Documents typically requested
Expect to provide most of the following. Individual lenders may ask for more, depending on the size and structure of the facility.
- Last 3-6 months of merchant or platform statements (Stripe, Square, Worldpay, Shopify, PayPal).
- Last 3-6 months of business bank statements.
- Photo ID and proof of address for the director or owner.
- Companies House details or sole-trader information.
- Details of any existing finance facilities or advances.
Watch-outs — cost and regret risk
Honest cautions on this product. None of these are reasons to avoid it automatically — they are the questions to settle before signing. This is educational guidance, not financial advice.
- Factor rate ≠ APR. A 1.30 factor on a 6-month expected repayment is roughly equivalent to a 50%+ APR on a term loan — compare total cost, not headline numbers.
- Stacking multiple advances on the same card feed is a common regret.

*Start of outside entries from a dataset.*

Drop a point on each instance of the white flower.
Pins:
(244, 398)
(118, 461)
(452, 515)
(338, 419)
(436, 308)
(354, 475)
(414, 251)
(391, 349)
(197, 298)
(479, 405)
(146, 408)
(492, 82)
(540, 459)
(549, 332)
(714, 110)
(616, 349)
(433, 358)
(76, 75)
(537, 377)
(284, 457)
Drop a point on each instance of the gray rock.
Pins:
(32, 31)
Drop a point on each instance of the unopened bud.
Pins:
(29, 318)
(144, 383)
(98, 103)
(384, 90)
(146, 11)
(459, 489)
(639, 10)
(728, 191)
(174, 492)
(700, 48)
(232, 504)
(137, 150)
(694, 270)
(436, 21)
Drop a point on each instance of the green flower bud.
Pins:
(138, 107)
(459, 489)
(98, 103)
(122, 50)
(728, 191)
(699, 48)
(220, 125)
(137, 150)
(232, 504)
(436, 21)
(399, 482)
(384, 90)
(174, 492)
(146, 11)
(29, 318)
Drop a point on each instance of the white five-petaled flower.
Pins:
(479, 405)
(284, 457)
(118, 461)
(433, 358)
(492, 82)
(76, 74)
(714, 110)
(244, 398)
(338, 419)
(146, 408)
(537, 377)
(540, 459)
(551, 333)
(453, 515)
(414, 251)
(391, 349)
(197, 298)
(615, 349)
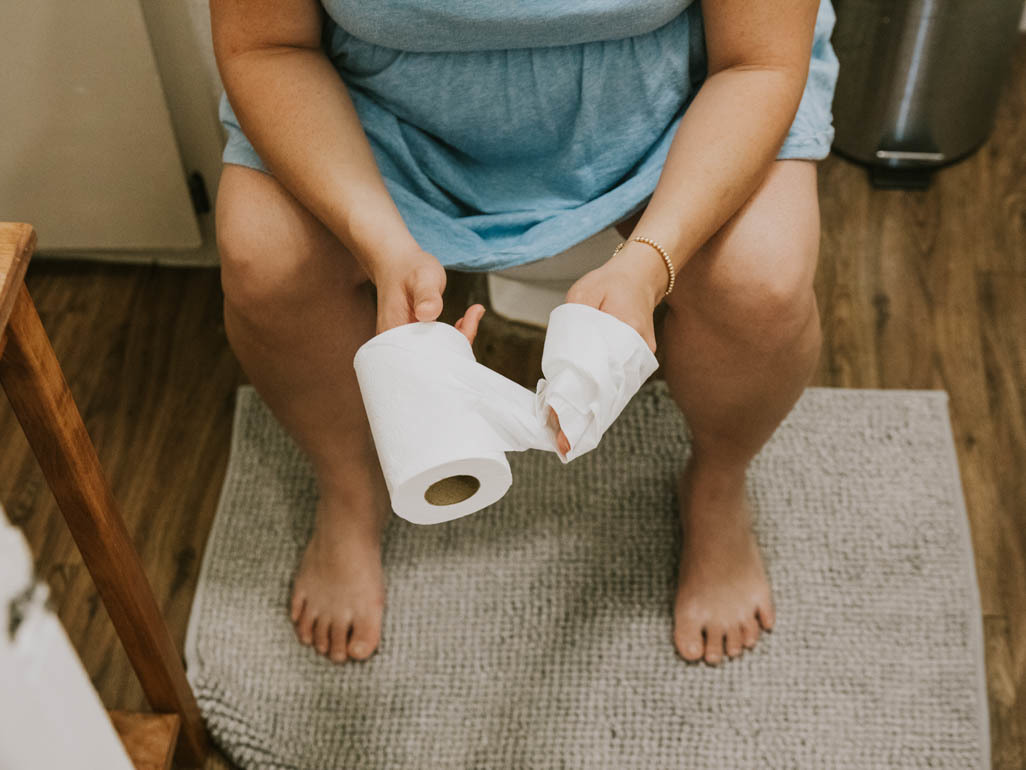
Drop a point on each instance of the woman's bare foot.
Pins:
(722, 594)
(339, 590)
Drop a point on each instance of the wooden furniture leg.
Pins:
(32, 377)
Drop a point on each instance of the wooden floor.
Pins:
(920, 290)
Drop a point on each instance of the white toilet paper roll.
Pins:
(442, 422)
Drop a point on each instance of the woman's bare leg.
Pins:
(741, 339)
(297, 307)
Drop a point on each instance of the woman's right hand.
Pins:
(409, 289)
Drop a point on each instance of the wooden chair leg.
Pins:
(32, 377)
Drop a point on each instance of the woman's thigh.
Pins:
(271, 246)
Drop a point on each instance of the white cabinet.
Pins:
(90, 153)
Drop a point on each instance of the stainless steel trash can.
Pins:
(919, 81)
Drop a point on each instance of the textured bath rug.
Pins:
(537, 633)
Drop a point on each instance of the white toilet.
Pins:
(528, 293)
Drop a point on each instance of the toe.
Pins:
(750, 632)
(687, 638)
(767, 614)
(714, 644)
(366, 634)
(322, 632)
(305, 626)
(340, 639)
(733, 643)
(296, 609)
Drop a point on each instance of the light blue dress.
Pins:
(509, 131)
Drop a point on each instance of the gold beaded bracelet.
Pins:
(662, 253)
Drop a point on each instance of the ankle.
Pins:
(716, 471)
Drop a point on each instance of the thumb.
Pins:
(426, 291)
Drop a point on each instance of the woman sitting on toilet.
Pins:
(372, 145)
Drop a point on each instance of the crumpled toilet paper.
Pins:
(441, 422)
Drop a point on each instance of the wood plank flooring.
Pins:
(917, 290)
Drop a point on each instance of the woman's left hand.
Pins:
(622, 291)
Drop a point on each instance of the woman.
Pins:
(372, 145)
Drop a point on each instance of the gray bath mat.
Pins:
(537, 633)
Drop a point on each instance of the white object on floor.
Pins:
(528, 293)
(442, 422)
(50, 716)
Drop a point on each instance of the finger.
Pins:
(468, 323)
(562, 443)
(426, 291)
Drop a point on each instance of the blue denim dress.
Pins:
(508, 132)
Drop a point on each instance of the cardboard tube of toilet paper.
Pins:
(441, 422)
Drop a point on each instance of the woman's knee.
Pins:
(273, 252)
(759, 293)
(754, 279)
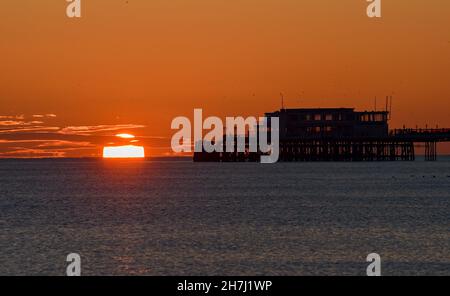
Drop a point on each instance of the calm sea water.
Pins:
(181, 218)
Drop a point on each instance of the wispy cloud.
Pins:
(30, 129)
(88, 130)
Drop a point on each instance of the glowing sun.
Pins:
(128, 151)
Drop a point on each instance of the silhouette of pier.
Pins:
(337, 134)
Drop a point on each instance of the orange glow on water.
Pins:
(129, 151)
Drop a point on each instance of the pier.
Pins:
(339, 134)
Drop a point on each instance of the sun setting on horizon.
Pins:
(126, 151)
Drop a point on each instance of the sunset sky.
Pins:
(68, 86)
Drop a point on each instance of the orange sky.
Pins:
(134, 65)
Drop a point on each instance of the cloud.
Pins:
(88, 130)
(31, 129)
(21, 152)
(44, 115)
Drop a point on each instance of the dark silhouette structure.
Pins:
(339, 134)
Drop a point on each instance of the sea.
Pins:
(176, 217)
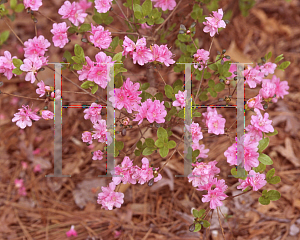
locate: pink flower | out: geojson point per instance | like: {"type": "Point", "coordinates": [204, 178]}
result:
{"type": "Point", "coordinates": [255, 180]}
{"type": "Point", "coordinates": [42, 88]}
{"type": "Point", "coordinates": [60, 38]}
{"type": "Point", "coordinates": [127, 96]}
{"type": "Point", "coordinates": [146, 173]}
{"type": "Point", "coordinates": [98, 155]}
{"type": "Point", "coordinates": [262, 123]}
{"type": "Point", "coordinates": [253, 76]}
{"type": "Point", "coordinates": [142, 55]}
{"type": "Point", "coordinates": [162, 54]}
{"type": "Point", "coordinates": [93, 113]}
{"type": "Point", "coordinates": [87, 137]}
{"type": "Point", "coordinates": [203, 173]}
{"type": "Point", "coordinates": [214, 22]}
{"type": "Point", "coordinates": [244, 152]}
{"type": "Point", "coordinates": [201, 147]}
{"type": "Point", "coordinates": [268, 89]}
{"type": "Point", "coordinates": [34, 5]}
{"type": "Point", "coordinates": [103, 6]}
{"type": "Point", "coordinates": [153, 111]}
{"type": "Point", "coordinates": [71, 232]}
{"type": "Point", "coordinates": [24, 117]}
{"type": "Point", "coordinates": [19, 183]}
{"type": "Point", "coordinates": [6, 65]}
{"type": "Point", "coordinates": [165, 4]}
{"type": "Point", "coordinates": [109, 198]}
{"type": "Point", "coordinates": [37, 168]}
{"type": "Point", "coordinates": [255, 103]}
{"type": "Point", "coordinates": [214, 197]}
{"type": "Point", "coordinates": [201, 57]}
{"type": "Point", "coordinates": [180, 99]}
{"type": "Point", "coordinates": [195, 130]}
{"type": "Point", "coordinates": [31, 65]}
{"type": "Point", "coordinates": [125, 171]}
{"type": "Point", "coordinates": [73, 12]}
{"type": "Point", "coordinates": [268, 68]}
{"type": "Point", "coordinates": [46, 114]}
{"type": "Point", "coordinates": [36, 46]}
{"type": "Point", "coordinates": [100, 38]}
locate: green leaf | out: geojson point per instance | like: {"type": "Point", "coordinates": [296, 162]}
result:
{"type": "Point", "coordinates": [263, 144]}
{"type": "Point", "coordinates": [171, 144]}
{"type": "Point", "coordinates": [261, 167]}
{"type": "Point", "coordinates": [145, 86]}
{"type": "Point", "coordinates": [164, 151]}
{"type": "Point", "coordinates": [273, 195]}
{"type": "Point", "coordinates": [119, 145]}
{"type": "Point", "coordinates": [211, 83]}
{"type": "Point", "coordinates": [85, 27]}
{"type": "Point", "coordinates": [78, 51]}
{"type": "Point", "coordinates": [205, 223]}
{"type": "Point", "coordinates": [159, 143]}
{"type": "Point", "coordinates": [4, 36]}
{"type": "Point", "coordinates": [268, 55]}
{"type": "Point", "coordinates": [270, 174]}
{"type": "Point", "coordinates": [149, 142]}
{"type": "Point", "coordinates": [94, 89]}
{"type": "Point", "coordinates": [17, 71]}
{"type": "Point", "coordinates": [147, 7]}
{"type": "Point", "coordinates": [162, 133]}
{"type": "Point", "coordinates": [17, 62]}
{"type": "Point", "coordinates": [169, 91]}
{"type": "Point", "coordinates": [264, 201]}
{"type": "Point", "coordinates": [137, 11]}
{"type": "Point", "coordinates": [273, 133]}
{"type": "Point", "coordinates": [279, 58]}
{"type": "Point", "coordinates": [137, 152]}
{"type": "Point", "coordinates": [265, 159]}
{"type": "Point", "coordinates": [77, 67]}
{"type": "Point", "coordinates": [86, 84]}
{"type": "Point", "coordinates": [275, 180]}
{"type": "Point", "coordinates": [148, 151]}
{"type": "Point", "coordinates": [117, 57]}
{"type": "Point", "coordinates": [284, 65]}
{"type": "Point", "coordinates": [197, 227]}
{"type": "Point", "coordinates": [219, 87]}
{"type": "Point", "coordinates": [13, 3]}
{"type": "Point", "coordinates": [19, 8]}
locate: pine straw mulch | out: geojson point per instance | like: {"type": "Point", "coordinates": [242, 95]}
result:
{"type": "Point", "coordinates": [162, 211]}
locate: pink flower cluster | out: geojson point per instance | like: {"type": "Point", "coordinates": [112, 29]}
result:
{"type": "Point", "coordinates": [165, 4]}
{"type": "Point", "coordinates": [34, 5]}
{"type": "Point", "coordinates": [108, 198]}
{"type": "Point", "coordinates": [180, 99]}
{"type": "Point", "coordinates": [73, 11]}
{"type": "Point", "coordinates": [195, 130]}
{"type": "Point", "coordinates": [214, 121]}
{"type": "Point", "coordinates": [214, 22]}
{"type": "Point", "coordinates": [100, 38]}
{"type": "Point", "coordinates": [152, 110]}
{"type": "Point", "coordinates": [103, 6]}
{"type": "Point", "coordinates": [60, 38]}
{"type": "Point", "coordinates": [19, 184]}
{"type": "Point", "coordinates": [254, 180]}
{"type": "Point", "coordinates": [141, 54]}
{"type": "Point", "coordinates": [201, 57]}
{"type": "Point", "coordinates": [25, 116]}
{"type": "Point", "coordinates": [96, 71]}
{"type": "Point", "coordinates": [6, 65]}
{"type": "Point", "coordinates": [127, 96]}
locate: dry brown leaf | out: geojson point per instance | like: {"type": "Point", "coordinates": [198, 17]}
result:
{"type": "Point", "coordinates": [288, 152]}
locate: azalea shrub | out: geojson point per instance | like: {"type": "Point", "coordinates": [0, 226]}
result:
{"type": "Point", "coordinates": [145, 43]}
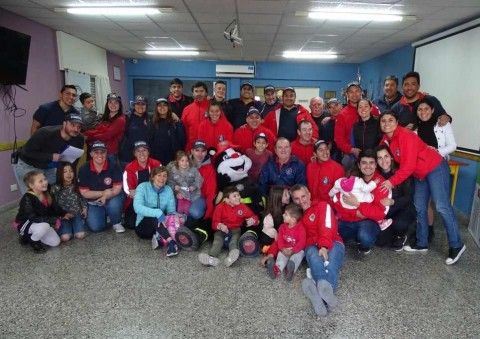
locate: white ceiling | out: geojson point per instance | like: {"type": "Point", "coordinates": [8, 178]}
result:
{"type": "Point", "coordinates": [268, 27]}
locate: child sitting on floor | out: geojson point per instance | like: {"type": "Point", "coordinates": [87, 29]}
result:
{"type": "Point", "coordinates": [291, 243]}
{"type": "Point", "coordinates": [228, 219]}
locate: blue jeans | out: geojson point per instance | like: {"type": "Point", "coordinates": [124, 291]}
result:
{"type": "Point", "coordinates": [197, 208]}
{"type": "Point", "coordinates": [437, 185]}
{"type": "Point", "coordinates": [22, 168]}
{"type": "Point", "coordinates": [364, 231]}
{"type": "Point", "coordinates": [72, 226]}
{"type": "Point", "coordinates": [97, 215]}
{"type": "Point", "coordinates": [335, 259]}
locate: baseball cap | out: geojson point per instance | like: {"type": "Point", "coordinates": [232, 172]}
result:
{"type": "Point", "coordinates": [354, 83]}
{"type": "Point", "coordinates": [252, 110]}
{"type": "Point", "coordinates": [199, 144]}
{"type": "Point", "coordinates": [114, 96]}
{"type": "Point", "coordinates": [140, 99]}
{"type": "Point", "coordinates": [139, 144]}
{"type": "Point", "coordinates": [268, 88]}
{"type": "Point", "coordinates": [318, 143]}
{"type": "Point", "coordinates": [74, 118]}
{"type": "Point", "coordinates": [246, 84]}
{"type": "Point", "coordinates": [333, 101]}
{"type": "Point", "coordinates": [261, 135]}
{"type": "Point", "coordinates": [98, 145]}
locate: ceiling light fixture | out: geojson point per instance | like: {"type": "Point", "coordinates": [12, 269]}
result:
{"type": "Point", "coordinates": [348, 16]}
{"type": "Point", "coordinates": [309, 55]}
{"type": "Point", "coordinates": [172, 52]}
{"type": "Point", "coordinates": [110, 10]}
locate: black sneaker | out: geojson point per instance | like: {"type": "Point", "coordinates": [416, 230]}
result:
{"type": "Point", "coordinates": [398, 243]}
{"type": "Point", "coordinates": [415, 248]}
{"type": "Point", "coordinates": [454, 254]}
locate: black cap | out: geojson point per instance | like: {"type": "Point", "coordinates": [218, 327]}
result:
{"type": "Point", "coordinates": [74, 118]}
{"type": "Point", "coordinates": [98, 145]}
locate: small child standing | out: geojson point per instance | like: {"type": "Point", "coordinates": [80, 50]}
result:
{"type": "Point", "coordinates": [37, 214]}
{"type": "Point", "coordinates": [259, 155]}
{"type": "Point", "coordinates": [291, 243]}
{"type": "Point", "coordinates": [186, 182]}
{"type": "Point", "coordinates": [67, 196]}
{"type": "Point", "coordinates": [228, 219]}
{"type": "Point", "coordinates": [361, 190]}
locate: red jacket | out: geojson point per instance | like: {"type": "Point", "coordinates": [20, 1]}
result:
{"type": "Point", "coordinates": [232, 216]}
{"type": "Point", "coordinates": [244, 137]}
{"type": "Point", "coordinates": [347, 117]}
{"type": "Point", "coordinates": [413, 155]}
{"type": "Point", "coordinates": [303, 152]}
{"type": "Point", "coordinates": [293, 238]}
{"type": "Point", "coordinates": [321, 226]}
{"type": "Point", "coordinates": [321, 177]}
{"type": "Point", "coordinates": [192, 115]}
{"type": "Point", "coordinates": [373, 210]}
{"type": "Point", "coordinates": [209, 187]}
{"type": "Point", "coordinates": [109, 132]}
{"type": "Point", "coordinates": [212, 133]}
{"type": "Point", "coordinates": [271, 123]}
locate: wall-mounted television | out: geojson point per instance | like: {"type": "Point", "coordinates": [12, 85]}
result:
{"type": "Point", "coordinates": [14, 50]}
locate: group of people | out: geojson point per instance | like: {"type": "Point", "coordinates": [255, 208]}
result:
{"type": "Point", "coordinates": [364, 171]}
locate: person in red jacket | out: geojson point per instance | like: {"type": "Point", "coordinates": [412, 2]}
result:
{"type": "Point", "coordinates": [195, 113]}
{"type": "Point", "coordinates": [302, 147]}
{"type": "Point", "coordinates": [324, 251]}
{"type": "Point", "coordinates": [360, 224]}
{"type": "Point", "coordinates": [216, 128]}
{"type": "Point", "coordinates": [323, 172]}
{"type": "Point", "coordinates": [228, 219]}
{"type": "Point", "coordinates": [196, 231]}
{"type": "Point", "coordinates": [345, 121]}
{"type": "Point", "coordinates": [284, 119]}
{"type": "Point", "coordinates": [245, 135]}
{"type": "Point", "coordinates": [432, 178]}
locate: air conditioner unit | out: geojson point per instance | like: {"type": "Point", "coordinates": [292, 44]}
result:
{"type": "Point", "coordinates": [235, 71]}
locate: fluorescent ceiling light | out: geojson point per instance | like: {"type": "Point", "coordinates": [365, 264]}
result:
{"type": "Point", "coordinates": [172, 52]}
{"type": "Point", "coordinates": [110, 10]}
{"type": "Point", "coordinates": [308, 55]}
{"type": "Point", "coordinates": [346, 16]}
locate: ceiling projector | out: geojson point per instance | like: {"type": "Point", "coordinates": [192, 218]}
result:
{"type": "Point", "coordinates": [232, 34]}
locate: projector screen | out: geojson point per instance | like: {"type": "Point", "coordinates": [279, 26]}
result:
{"type": "Point", "coordinates": [450, 70]}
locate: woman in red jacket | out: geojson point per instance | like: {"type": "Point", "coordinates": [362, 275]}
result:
{"type": "Point", "coordinates": [216, 128]}
{"type": "Point", "coordinates": [432, 178]}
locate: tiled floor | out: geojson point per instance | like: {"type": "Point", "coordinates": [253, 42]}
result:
{"type": "Point", "coordinates": [115, 286]}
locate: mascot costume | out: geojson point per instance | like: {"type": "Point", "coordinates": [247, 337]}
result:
{"type": "Point", "coordinates": [232, 170]}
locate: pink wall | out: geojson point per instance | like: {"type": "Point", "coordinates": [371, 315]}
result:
{"type": "Point", "coordinates": [44, 81]}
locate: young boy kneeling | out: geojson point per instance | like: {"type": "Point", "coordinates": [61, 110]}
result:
{"type": "Point", "coordinates": [228, 219]}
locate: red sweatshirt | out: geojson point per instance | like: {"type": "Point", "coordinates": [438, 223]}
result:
{"type": "Point", "coordinates": [321, 177]}
{"type": "Point", "coordinates": [212, 133]}
{"type": "Point", "coordinates": [413, 155]}
{"type": "Point", "coordinates": [271, 122]}
{"type": "Point", "coordinates": [192, 115]}
{"type": "Point", "coordinates": [321, 226]}
{"type": "Point", "coordinates": [293, 238]}
{"type": "Point", "coordinates": [232, 216]}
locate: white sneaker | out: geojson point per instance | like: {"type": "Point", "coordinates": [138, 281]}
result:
{"type": "Point", "coordinates": [118, 228]}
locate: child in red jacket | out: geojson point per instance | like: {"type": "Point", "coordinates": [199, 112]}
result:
{"type": "Point", "coordinates": [228, 219]}
{"type": "Point", "coordinates": [291, 241]}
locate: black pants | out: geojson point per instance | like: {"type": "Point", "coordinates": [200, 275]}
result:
{"type": "Point", "coordinates": [149, 226]}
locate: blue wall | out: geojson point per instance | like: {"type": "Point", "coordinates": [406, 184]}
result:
{"type": "Point", "coordinates": [330, 77]}
{"type": "Point", "coordinates": [397, 62]}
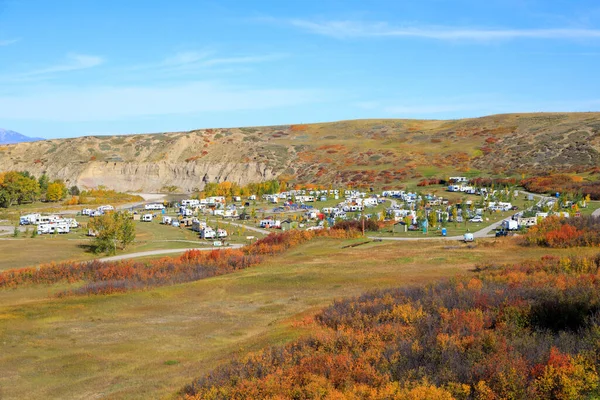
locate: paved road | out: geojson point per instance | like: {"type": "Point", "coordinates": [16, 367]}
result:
{"type": "Point", "coordinates": [251, 228]}
{"type": "Point", "coordinates": [483, 232]}
{"type": "Point", "coordinates": [161, 252]}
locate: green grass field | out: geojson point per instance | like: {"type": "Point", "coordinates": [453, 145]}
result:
{"type": "Point", "coordinates": [26, 251]}
{"type": "Point", "coordinates": [149, 344]}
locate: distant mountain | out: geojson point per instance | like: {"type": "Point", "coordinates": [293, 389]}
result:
{"type": "Point", "coordinates": [371, 153]}
{"type": "Point", "coordinates": [9, 137]}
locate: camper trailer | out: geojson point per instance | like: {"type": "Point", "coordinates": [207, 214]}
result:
{"type": "Point", "coordinates": [270, 223]}
{"type": "Point", "coordinates": [147, 218]}
{"type": "Point", "coordinates": [221, 233]}
{"type": "Point", "coordinates": [510, 225]}
{"type": "Point", "coordinates": [208, 233]}
{"type": "Point", "coordinates": [29, 219]}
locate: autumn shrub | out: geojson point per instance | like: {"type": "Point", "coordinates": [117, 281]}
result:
{"type": "Point", "coordinates": [563, 184]}
{"type": "Point", "coordinates": [121, 276]}
{"type": "Point", "coordinates": [488, 336]}
{"type": "Point", "coordinates": [564, 232]}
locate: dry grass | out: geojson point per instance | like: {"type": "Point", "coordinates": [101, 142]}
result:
{"type": "Point", "coordinates": [149, 344]}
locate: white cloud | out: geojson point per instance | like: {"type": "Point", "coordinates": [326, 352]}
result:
{"type": "Point", "coordinates": [350, 29]}
{"type": "Point", "coordinates": [110, 103]}
{"type": "Point", "coordinates": [8, 42]}
{"type": "Point", "coordinates": [190, 62]}
{"type": "Point", "coordinates": [73, 62]}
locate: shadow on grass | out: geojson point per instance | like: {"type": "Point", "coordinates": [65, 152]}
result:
{"type": "Point", "coordinates": [88, 248]}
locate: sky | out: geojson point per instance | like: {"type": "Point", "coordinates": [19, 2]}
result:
{"type": "Point", "coordinates": [99, 67]}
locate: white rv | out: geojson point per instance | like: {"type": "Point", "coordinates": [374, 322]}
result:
{"type": "Point", "coordinates": [270, 223]}
{"type": "Point", "coordinates": [221, 233]}
{"type": "Point", "coordinates": [147, 218]}
{"type": "Point", "coordinates": [208, 233]}
{"type": "Point", "coordinates": [29, 219]}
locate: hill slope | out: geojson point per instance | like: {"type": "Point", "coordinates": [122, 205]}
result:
{"type": "Point", "coordinates": [369, 152]}
{"type": "Point", "coordinates": [10, 137]}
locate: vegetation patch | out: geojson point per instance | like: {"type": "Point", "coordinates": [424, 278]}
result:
{"type": "Point", "coordinates": [488, 337]}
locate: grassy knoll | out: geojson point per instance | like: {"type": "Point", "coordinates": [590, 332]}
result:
{"type": "Point", "coordinates": [149, 344]}
{"type": "Point", "coordinates": [27, 251]}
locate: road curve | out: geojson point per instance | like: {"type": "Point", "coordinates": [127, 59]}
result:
{"type": "Point", "coordinates": [164, 252]}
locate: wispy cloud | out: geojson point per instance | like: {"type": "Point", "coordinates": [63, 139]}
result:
{"type": "Point", "coordinates": [111, 103]}
{"type": "Point", "coordinates": [8, 42]}
{"type": "Point", "coordinates": [72, 62]}
{"type": "Point", "coordinates": [356, 29]}
{"type": "Point", "coordinates": [189, 62]}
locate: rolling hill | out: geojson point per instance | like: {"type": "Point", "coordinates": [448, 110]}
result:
{"type": "Point", "coordinates": [11, 137]}
{"type": "Point", "coordinates": [359, 152]}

Holdbacks combine and can starve day-to-day cashflow.
- Repaying early does not usually save money — the fixed total is owed regardless of how fast it clears.
- If card takings fall sharply, the lender may switch to a fixed direct-debit top-up to keep repayment on track. Check the contract for this clause.
- Personal guarantee means a director is personally on the hook if the business cannot complete the advance. Read the PG wording before signing.
Plain-English glossary
Key jargon used on this page, defined neutrally.
- Factor rate
- The multiplier that sets the total repayable — e.g. 1.20 means £12,000 repayable on a £10,000 advance, regardless of how long it takes.
- Holdback
- The percentage of each day's or week's card takings the provider keeps until the agreed total is settled — typically 5-20%.
- Personal guarantee (PG)
- A written promise from a director to step in personally if the company cannot repay. Common on UK SME MCAs even though the advance itself is unsecured against company assets.
- Stacking
- Taking on a second advance while a first is still being repaid — increases combined holdback and is a frequent decline trigger.